Real marketing, however is the down to earth business of identifying and satisfying customers' needs and wants at a profit. In a library context better language might be, solving customers' problems "profitablity". It follows that true marketing is a consumer-customer or client-centric activity.

And it is a philosophy. Ghandi:
"The customer is the most important visitior on our premises. He is not dependent on us. We are dependent on him. She is not an interruption to our work - but the purpose of it"

We explored case studies of how (negatively) organisations sometimes copy the form but not the substance of marketing and when (postively) the marketing manager acts internally as both consumer's advocate and integrator. Advice is absolutely to seat the small stuff, to invest in client-friendly practises and to treat staff too as customers.

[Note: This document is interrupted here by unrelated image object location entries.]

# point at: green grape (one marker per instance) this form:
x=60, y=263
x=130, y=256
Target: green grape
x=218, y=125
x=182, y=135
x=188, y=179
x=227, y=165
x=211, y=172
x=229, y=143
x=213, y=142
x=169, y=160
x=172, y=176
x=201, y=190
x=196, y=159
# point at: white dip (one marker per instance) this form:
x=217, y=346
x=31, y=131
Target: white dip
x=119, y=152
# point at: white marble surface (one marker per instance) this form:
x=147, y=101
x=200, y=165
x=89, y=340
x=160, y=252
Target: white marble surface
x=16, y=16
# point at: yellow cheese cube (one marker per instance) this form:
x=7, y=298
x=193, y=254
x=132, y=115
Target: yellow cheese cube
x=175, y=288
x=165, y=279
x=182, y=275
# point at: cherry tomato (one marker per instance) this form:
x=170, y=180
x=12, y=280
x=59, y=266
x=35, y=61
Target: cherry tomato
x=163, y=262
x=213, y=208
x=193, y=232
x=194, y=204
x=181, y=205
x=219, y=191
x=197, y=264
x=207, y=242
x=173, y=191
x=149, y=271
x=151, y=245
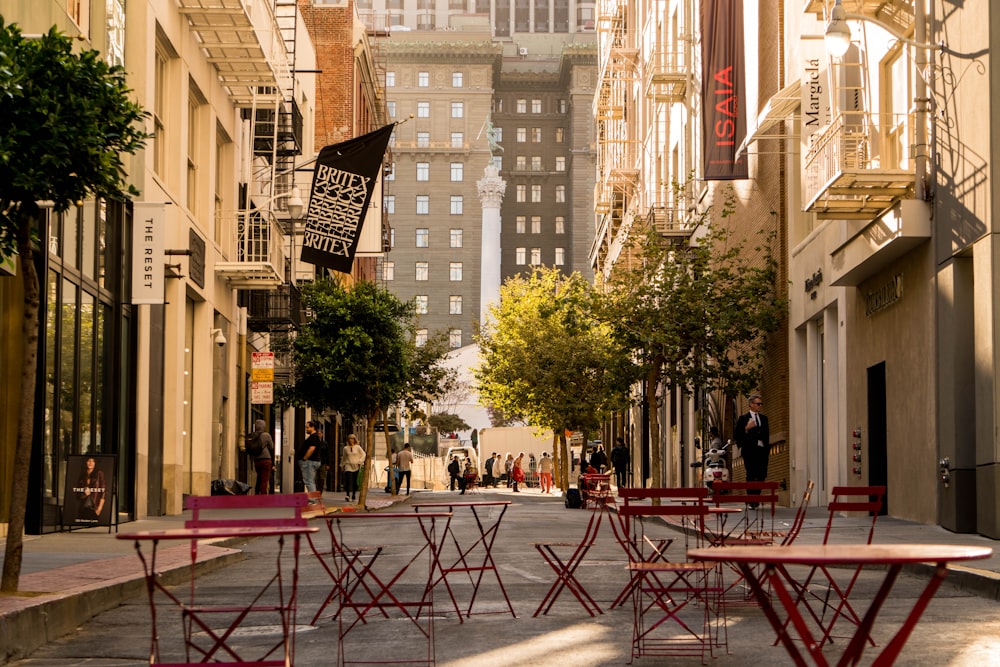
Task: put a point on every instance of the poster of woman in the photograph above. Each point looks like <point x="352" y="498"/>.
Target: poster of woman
<point x="87" y="501"/>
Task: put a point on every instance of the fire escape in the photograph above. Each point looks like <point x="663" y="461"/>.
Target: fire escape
<point x="251" y="45"/>
<point x="617" y="158"/>
<point x="857" y="167"/>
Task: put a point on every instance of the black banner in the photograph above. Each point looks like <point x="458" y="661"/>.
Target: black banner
<point x="723" y="89"/>
<point x="342" y="188"/>
<point x="88" y="498"/>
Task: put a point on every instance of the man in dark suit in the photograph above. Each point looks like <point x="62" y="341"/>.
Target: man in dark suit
<point x="754" y="440"/>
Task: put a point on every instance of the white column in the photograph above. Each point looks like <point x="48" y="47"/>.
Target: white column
<point x="491" y="189"/>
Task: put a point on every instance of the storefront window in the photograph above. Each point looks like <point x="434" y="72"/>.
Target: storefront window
<point x="86" y="368"/>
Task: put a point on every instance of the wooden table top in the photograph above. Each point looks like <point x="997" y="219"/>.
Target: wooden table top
<point x="860" y="554"/>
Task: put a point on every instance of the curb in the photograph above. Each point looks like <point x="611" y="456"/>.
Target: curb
<point x="30" y="620"/>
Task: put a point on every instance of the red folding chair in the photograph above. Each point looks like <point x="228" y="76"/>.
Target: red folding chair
<point x="564" y="558"/>
<point x="595" y="490"/>
<point x="678" y="607"/>
<point x="638" y="546"/>
<point x="759" y="500"/>
<point x="845" y="499"/>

The course looked at the component parts of a maketing plan, and this section was full of illumination. I really enjoyed working through hypothetical cases:

  • trying to picture distinct customer segments
  • creating a hypothesis for each (what is the particular problem they'd loved solved? teh benefit they would like?)
  • thinking about appropriate marketing mix of products and/or services to deliver a solution of new customer benefit.
Customer-centric thinking leads us to understand that people are seeking benefits or solutions to problems, not products or services as such. It was interesting to reflect upon the reality that the golden rule of doing unto others as you would have them do unto you is not necessarily a customer-centric philosophy...How good in practice are various kinds of organisation at market segmentation (understanding different customer groups) rather than the aggregation approach of one service for all? How knowledgeably can we differentiate our customer base by geography, demographics, psychographics factors (eg lifestyle, personality) and demonstrated behavious?

Do we understand customer behaviour? Do people's apparently rational answers to surveys really connect with the true feelings and emotions? Do we assume that humans are happy decision makers? The reverse is true - we don't like making decisions and avoid or subvert them. How do customers make choices? How can we in the way we relate to customers reduce or eliminate the anxiety they feel around deciding whether to use our services?

Negative customer feedback is especially valuable to the development of relationships that build detractors who care into loyal customer-advocates. In taking a quick look at market research we reviewed the pros and cons of tools such as focus group interviews, telephone surveys, mail surveys, door to door and web based surveying. We thought about how to make research pertinent, ethical and cost effective.

The course rounded off with sections on branding, marketing communications and social media. Each session was relevant to library service, and to an organisation which has for a long time put resource into understanding the library related preferences of users as well as non users.

Superbly presented and accompanied by carefully selected references to further reading and online resources, this course was just right for me at this time. It gave me a lot to think about in terms of my current role. Further more, it left me confident that I actually know a bit more about marketing approaches than I might have thought. After all, as customers we are epxerts of our own experience.